Vilaró Anna, Novell Elena, Enrique-Tarancon Vicens, Baliellas Jordi, Fraile Lorenzo
Grup de Sanejament Porcí, Lleida, Spain.
Department of Animal Science, University of Lleida - Agrotecnio Center, Lleida, Spain.
Porcine Health Manag. 2023 Oct 19;9(1):47. doi: 10.1186/s40813-023-00341-x.
Antimicrobial resistance is one of the most important health challenges in humans and animals. Antibiotic susceptibility determination is used to select the most suitable drug to treat animals according to its success probability following the European legislation in force for these drugs. We have studied the antibiotic susceptibility pattern (ASP) of Actinobacillus pleuropneumoniae (APP) and Pasteurella multocida (PM) isolates, collected during the period 2019-2022 in Spain. ASP was measured by determining minimum inhibitory concentration using standardized laboratory methods and its temporal trend was determined by logistic regression analysis of non-susceptible/susceptible isolates using clinical breakpoints.

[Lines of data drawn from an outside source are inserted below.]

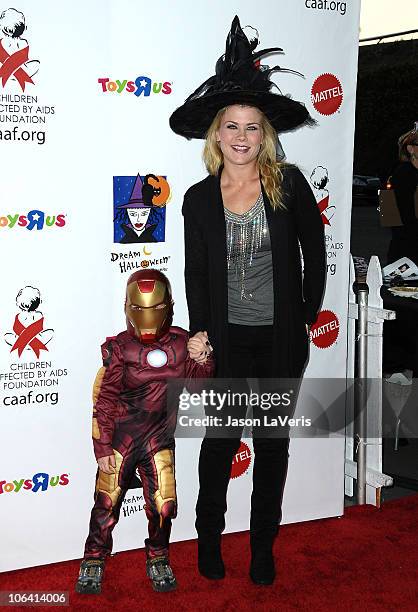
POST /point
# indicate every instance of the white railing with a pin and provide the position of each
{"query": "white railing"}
(376, 315)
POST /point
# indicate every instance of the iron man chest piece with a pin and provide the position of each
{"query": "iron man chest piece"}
(157, 358)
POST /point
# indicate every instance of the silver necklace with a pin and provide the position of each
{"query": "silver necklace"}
(244, 235)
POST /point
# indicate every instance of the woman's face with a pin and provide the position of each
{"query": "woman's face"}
(240, 134)
(138, 218)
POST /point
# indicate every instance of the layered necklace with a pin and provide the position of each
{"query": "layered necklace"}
(244, 235)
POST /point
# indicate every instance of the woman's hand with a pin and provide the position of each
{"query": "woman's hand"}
(107, 464)
(199, 347)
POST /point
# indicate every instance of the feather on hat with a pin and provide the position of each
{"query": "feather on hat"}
(239, 79)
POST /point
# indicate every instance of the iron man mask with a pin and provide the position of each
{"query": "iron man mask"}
(148, 305)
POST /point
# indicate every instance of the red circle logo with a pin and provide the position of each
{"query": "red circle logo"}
(327, 94)
(241, 461)
(324, 331)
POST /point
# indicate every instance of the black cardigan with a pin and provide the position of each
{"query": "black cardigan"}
(296, 301)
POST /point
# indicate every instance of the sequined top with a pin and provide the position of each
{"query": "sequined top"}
(250, 271)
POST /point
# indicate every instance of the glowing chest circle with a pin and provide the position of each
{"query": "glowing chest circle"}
(157, 358)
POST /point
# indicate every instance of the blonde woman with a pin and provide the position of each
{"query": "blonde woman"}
(404, 181)
(245, 288)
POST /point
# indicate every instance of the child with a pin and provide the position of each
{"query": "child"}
(133, 425)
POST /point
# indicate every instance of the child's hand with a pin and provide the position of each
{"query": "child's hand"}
(199, 347)
(107, 464)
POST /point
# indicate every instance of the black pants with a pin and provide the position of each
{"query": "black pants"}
(250, 356)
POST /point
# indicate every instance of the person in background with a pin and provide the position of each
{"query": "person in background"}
(404, 181)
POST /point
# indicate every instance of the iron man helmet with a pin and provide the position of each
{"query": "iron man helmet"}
(148, 305)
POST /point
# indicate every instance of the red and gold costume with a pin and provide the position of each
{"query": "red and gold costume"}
(131, 417)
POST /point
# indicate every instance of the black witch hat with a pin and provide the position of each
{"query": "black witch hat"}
(239, 79)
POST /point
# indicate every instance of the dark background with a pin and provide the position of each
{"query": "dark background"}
(386, 106)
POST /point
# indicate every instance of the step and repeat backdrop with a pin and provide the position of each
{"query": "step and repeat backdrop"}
(86, 90)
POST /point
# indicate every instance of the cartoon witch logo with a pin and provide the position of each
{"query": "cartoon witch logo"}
(28, 328)
(14, 50)
(319, 180)
(142, 217)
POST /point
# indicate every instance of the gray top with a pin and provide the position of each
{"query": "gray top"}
(250, 270)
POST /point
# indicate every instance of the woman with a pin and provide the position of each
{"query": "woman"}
(243, 227)
(404, 181)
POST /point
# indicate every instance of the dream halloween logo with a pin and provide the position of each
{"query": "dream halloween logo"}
(139, 208)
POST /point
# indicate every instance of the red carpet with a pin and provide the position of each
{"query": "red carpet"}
(367, 560)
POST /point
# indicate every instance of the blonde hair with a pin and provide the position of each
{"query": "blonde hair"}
(270, 169)
(404, 141)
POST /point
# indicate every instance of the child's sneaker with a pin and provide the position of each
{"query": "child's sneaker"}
(161, 574)
(90, 577)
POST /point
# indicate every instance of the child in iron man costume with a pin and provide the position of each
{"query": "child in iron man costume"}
(133, 426)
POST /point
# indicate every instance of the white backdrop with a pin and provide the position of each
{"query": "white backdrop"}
(60, 157)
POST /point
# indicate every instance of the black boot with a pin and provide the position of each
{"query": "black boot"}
(210, 561)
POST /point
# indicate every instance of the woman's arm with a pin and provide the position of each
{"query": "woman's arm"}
(310, 230)
(195, 269)
(404, 184)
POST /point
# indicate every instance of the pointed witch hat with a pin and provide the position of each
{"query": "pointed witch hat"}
(136, 199)
(239, 79)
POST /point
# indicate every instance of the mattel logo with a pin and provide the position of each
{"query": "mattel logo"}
(39, 482)
(241, 461)
(327, 94)
(324, 332)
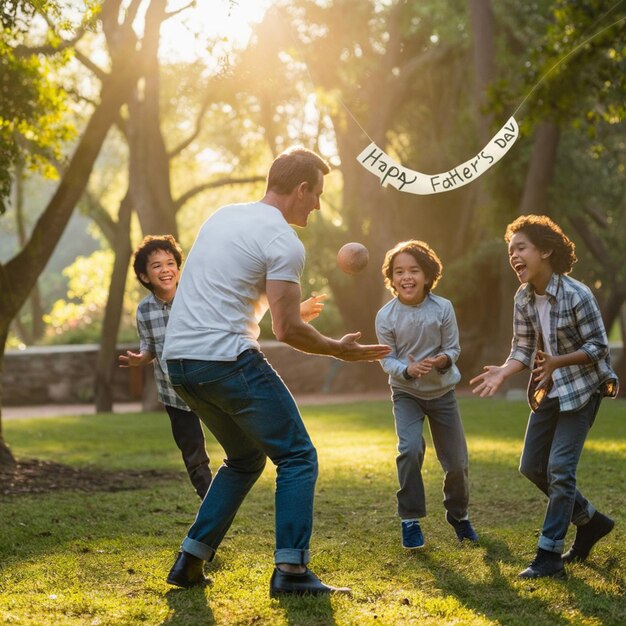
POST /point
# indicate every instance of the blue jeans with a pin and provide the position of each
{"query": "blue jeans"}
(552, 447)
(251, 413)
(449, 441)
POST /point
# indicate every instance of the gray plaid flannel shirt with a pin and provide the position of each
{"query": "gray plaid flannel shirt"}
(152, 317)
(575, 324)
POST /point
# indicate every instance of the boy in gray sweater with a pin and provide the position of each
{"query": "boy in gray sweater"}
(421, 330)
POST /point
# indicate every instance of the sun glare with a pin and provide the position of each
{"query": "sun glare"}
(184, 37)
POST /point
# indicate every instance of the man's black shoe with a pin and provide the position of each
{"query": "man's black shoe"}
(187, 571)
(307, 583)
(545, 564)
(587, 536)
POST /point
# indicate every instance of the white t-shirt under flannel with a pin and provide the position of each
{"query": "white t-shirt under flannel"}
(575, 324)
(152, 316)
(221, 294)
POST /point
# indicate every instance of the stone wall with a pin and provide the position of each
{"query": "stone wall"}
(65, 374)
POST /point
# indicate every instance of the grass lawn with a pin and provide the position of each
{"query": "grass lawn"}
(101, 558)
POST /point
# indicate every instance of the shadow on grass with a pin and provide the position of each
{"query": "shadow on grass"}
(506, 599)
(189, 606)
(299, 610)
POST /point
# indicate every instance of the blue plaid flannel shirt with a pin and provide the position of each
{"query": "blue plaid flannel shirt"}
(575, 324)
(152, 316)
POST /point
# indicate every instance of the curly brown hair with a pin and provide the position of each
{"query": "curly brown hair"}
(548, 237)
(295, 166)
(149, 244)
(425, 256)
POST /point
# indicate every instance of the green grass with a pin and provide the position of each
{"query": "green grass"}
(71, 558)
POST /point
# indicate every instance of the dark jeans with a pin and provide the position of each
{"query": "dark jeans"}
(189, 438)
(449, 441)
(251, 413)
(552, 447)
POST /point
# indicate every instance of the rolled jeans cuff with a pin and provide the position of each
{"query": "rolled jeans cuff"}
(198, 549)
(551, 545)
(292, 556)
(584, 515)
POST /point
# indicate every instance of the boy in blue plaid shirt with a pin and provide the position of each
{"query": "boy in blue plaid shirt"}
(157, 263)
(559, 333)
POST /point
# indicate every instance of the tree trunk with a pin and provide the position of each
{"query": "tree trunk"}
(149, 162)
(6, 457)
(105, 363)
(20, 274)
(35, 330)
(541, 170)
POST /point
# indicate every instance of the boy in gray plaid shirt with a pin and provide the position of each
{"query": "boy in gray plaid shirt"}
(157, 263)
(557, 323)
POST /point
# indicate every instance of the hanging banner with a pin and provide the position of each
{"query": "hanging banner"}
(391, 173)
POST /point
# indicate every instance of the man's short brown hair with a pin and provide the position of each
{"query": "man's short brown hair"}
(293, 167)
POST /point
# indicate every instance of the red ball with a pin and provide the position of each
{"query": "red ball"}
(352, 258)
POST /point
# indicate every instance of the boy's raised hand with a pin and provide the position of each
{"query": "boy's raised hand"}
(417, 369)
(488, 382)
(134, 359)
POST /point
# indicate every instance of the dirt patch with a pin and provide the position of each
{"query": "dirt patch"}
(31, 476)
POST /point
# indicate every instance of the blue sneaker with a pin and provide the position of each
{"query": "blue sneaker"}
(462, 528)
(412, 537)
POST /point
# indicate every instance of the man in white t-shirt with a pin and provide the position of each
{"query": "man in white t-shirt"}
(246, 259)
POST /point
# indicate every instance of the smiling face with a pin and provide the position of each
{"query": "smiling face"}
(408, 279)
(306, 200)
(530, 264)
(162, 272)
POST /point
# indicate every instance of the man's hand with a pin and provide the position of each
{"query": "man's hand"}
(350, 350)
(312, 307)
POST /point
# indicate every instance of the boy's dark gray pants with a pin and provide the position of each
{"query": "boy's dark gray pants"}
(450, 445)
(189, 437)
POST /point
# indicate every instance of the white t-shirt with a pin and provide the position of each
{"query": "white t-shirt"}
(543, 312)
(221, 294)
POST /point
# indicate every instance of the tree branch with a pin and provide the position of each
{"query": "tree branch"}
(222, 182)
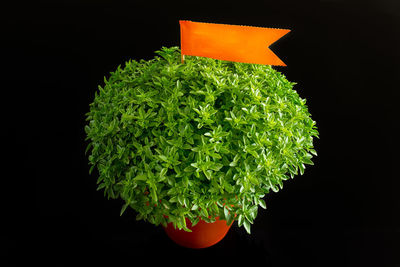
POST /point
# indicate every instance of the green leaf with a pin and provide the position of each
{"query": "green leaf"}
(140, 177)
(262, 203)
(246, 225)
(195, 136)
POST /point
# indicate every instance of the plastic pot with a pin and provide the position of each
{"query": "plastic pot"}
(203, 234)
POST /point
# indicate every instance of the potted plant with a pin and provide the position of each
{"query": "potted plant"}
(194, 146)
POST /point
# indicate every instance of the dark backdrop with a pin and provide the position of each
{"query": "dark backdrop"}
(344, 55)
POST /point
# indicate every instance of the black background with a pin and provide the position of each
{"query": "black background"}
(344, 55)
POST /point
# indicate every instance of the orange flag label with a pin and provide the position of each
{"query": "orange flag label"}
(245, 44)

It was not observed any significant temporal trends for susceptibility of Actinobacillus pleuropneumoniae to ceftiofur, florfenicol, sulfamethoxazole/trimethoprim, tulathromycin and tildipirosin during the study period (p > 0.05). Contrarily, a significant temporal trend (p < 0.05) was observed for quinolones (enrofloxacin and marbofloxacin), tetracyclines (doxycycline and oxyteracycline), amoxicillin, tiamulin and tilmicosin. On the other hand, it was not observed any significant temporal trends for susceptibility of Pasteurella multocida to quinolones (enrofloxacin and marbofloxacin), amoxicillin, ceftiofur, florfenicol and macrolides (tildipirosin, tulathromycin and tilmicosin) during the study period (p > 0.05). Contrarily, a significant temporal trend (p < 0.05) was observed for tetracyclines (oxyteracycline), tiamulin and sulfamethoxazole/trimethoprim.
In general terms, pig pathogens (APP and PM) involved in respiratory diseases analysed herein appeared to remain susceptible or tended to increase susceptibility to antimicrobials over the study period (2019-2022), but our data clearly showed a different pattern in the evolution of antimicrobial susceptibility for each combination of drug and microorganism. Our results highlight that the evolution of antimicrobial susceptibility must be studied in a case-by-case situation where generalization for drug families and bacteria is not possible even for bacteria located in the same ecological niche.
抗菌药物耐药性是人类和动物面临的最重要的健康挑战之一。根据欧洲现行相关药物法规,抗生素敏感性测定用于根据治疗成功概率选择最适合治疗动物的药物。我们研究了2019年至2022年期间在西班牙收集的胸膜肺炎放线杆菌(APP)和多杀性巴氏杆菌(PM)分离株的抗生素敏感性模式(ASP)。通过使用标准化实验室方法测定最低抑菌浓度来测量ASP,并使用临床断点对非敏感/敏感分离株进行逻辑回归分析来确定其时间趋势。
在研究期间,未观察到胸膜肺炎放线杆菌对头孢噻呋、氟苯尼考、磺胺甲恶唑/甲氧苄啶、图拉霉素和替地米星的敏感性有任何显著的时间趋势(p>0.05)。相反,观察到喹诺酮类(恩诺沙星和马波沙星)、四环素类(多西环素和土霉素)、阿莫西林、泰妙菌素和替米考星有显著的时间趋势(p<0.05)。另一方面,在研究期间,未观察到多杀性巴氏杆菌对喹诺酮类(恩诺沙星和马波沙星)、阿莫西林、头孢噻呋、氟苯尼考和大环内酯类(替地米星、图拉霉素和替米考星)的敏感性有任何显著的时间趋势(p>0.05)。相反,观察到四环素类(土霉素)、泰妙菌素和磺胺甲恶唑/甲氧苄啶有显著的时间趋势(p<0.05)。
总体而言,本文分析的参与呼吸道疾病的猪病原体(APP和PM)在研究期间(2019 - 2022年)似乎仍保持敏感性或倾向于增加对抗菌药物的敏感性,但我们的数据清楚地表明,每种药物和微生物组合的抗菌药物敏感性演变模式不同。我们的结果强调,抗菌药物敏感性的演变必须在具体情况下进行研究,即使对于处于相同生态位的细菌,也不可能对药物类别和细菌进行一概而论。